Il procuratore di Bergamo, Antonio Chiappani, ha dichiarato che le indagini sono state fatte per rispondere alla «sete di verità della popolazione ».

L’inchiesta è senz’altro un atto dovuto, è comprensibile e logico cercare di capire cosa è successo. Mi ripeto: è incomprensibile che venga fatto soltanto per Bergamo. Le persone sono morte dappertutto, dentro e fuori dall’Italia anche, in Paesi avanzati dal punto di vista tecnologico, industrializzati, democratici.
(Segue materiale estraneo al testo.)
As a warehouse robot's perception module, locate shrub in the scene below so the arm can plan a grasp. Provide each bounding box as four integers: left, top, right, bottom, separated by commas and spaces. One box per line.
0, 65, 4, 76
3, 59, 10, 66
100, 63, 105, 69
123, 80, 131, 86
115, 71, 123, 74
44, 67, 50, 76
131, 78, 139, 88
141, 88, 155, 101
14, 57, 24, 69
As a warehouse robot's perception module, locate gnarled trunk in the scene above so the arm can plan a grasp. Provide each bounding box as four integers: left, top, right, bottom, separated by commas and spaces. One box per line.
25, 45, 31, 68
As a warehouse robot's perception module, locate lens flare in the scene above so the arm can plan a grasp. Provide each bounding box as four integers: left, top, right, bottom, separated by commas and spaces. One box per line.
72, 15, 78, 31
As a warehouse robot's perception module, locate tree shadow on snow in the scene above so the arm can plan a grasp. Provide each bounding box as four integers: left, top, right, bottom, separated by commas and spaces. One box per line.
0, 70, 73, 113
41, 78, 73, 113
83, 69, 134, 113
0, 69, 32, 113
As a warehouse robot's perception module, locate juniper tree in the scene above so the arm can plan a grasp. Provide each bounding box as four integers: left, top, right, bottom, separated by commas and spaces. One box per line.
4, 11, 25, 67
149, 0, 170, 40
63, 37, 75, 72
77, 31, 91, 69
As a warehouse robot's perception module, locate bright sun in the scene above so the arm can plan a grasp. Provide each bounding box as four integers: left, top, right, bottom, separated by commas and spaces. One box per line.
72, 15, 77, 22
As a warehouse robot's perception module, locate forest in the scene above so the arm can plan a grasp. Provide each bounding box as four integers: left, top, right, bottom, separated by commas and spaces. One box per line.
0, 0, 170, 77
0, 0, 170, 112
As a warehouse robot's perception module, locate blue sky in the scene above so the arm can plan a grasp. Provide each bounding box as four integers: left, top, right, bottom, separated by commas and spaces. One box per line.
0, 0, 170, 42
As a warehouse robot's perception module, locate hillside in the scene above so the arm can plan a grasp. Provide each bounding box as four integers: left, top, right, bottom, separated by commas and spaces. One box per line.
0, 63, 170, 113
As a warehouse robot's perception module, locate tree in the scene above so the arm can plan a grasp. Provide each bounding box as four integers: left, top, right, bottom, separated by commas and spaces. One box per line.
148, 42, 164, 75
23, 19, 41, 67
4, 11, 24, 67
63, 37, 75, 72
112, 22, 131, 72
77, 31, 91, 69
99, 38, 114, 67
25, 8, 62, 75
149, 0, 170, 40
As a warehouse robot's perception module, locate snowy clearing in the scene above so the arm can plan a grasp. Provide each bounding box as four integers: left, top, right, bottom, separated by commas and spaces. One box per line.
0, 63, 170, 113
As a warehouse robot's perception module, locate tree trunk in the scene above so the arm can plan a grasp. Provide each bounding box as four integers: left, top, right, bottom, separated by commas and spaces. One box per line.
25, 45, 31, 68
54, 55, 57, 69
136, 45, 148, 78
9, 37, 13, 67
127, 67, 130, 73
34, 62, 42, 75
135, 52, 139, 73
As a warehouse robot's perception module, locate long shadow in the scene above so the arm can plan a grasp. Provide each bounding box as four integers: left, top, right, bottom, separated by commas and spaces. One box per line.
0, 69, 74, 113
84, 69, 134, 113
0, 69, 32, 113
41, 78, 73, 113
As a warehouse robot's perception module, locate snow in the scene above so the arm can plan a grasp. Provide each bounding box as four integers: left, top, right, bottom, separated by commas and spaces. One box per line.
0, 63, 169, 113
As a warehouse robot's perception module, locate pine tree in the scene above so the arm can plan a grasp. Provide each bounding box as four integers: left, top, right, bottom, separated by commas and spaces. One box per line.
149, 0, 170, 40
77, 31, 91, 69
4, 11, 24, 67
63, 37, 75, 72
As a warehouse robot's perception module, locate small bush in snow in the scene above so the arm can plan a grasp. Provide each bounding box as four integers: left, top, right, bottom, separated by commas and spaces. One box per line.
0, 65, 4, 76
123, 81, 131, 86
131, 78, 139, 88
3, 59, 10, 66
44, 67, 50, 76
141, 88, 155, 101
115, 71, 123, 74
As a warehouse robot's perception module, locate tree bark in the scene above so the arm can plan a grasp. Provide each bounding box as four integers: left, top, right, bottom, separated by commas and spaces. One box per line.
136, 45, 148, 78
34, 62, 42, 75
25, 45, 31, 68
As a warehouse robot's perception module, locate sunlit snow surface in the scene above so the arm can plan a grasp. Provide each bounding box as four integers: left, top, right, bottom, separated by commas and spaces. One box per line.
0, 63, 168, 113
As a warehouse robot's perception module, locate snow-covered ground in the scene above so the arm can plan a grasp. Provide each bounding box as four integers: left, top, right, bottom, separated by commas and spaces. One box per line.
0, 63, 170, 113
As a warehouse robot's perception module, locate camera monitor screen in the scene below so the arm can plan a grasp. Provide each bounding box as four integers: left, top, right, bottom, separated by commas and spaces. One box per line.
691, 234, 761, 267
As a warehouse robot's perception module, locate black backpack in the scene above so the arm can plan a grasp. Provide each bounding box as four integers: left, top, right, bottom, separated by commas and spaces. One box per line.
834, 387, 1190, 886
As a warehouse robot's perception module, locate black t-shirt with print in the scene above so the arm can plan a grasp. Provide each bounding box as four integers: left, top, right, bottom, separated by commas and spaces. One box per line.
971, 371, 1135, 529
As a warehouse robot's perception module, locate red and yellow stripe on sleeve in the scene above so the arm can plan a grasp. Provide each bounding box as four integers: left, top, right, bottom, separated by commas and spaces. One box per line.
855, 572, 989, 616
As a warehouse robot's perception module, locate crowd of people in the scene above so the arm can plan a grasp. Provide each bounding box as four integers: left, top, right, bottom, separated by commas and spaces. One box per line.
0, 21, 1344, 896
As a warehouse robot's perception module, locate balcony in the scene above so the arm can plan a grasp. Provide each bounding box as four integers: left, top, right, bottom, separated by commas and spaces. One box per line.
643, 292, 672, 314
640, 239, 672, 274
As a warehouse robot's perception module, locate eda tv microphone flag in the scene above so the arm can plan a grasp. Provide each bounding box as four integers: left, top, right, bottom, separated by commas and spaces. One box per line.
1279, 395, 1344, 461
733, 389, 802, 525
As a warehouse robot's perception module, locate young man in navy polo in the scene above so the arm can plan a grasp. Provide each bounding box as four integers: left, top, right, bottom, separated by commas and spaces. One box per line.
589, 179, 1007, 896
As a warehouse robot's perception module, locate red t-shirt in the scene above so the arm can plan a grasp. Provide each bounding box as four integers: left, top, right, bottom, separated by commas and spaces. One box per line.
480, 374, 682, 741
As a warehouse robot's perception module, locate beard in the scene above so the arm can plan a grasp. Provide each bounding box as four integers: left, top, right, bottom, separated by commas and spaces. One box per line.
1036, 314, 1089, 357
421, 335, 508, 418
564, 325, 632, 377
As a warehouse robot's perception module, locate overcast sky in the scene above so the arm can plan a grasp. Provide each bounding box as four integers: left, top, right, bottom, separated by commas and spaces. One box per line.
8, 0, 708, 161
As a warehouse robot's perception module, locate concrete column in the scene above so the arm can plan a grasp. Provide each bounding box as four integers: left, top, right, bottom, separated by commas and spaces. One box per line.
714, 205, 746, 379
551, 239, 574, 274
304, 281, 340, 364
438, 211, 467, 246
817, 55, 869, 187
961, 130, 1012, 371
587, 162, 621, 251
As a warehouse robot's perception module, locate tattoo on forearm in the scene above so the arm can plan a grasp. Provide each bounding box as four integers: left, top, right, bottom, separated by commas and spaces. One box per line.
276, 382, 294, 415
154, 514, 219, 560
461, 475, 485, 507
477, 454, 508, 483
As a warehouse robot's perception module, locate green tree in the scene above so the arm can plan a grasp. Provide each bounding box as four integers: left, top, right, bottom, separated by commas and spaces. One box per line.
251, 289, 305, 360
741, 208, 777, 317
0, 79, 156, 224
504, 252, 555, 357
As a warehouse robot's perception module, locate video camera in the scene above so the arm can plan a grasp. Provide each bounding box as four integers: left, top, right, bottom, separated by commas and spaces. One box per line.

Lei professore è allora d’accordo sull’avvio di una Commissione d’inchiesta parlamentare sul Covid, in queste ore al vaglio delle Camere?

Se fatta di persone competenti, e tenendo fuori gli interessi di parte della politica, sì. Ma non ricordo purtroppo nella storia del nostro Paese una Commissione d’inchiesta che abbia risolto qualche problema o contribuito a cambiare le cose. La nostra sanità invece deve cambiare, e in fretta. Arriverà un’altra pandemia, questa non è un’eventualità ma una certezza. Non deve più trovarci impreparati.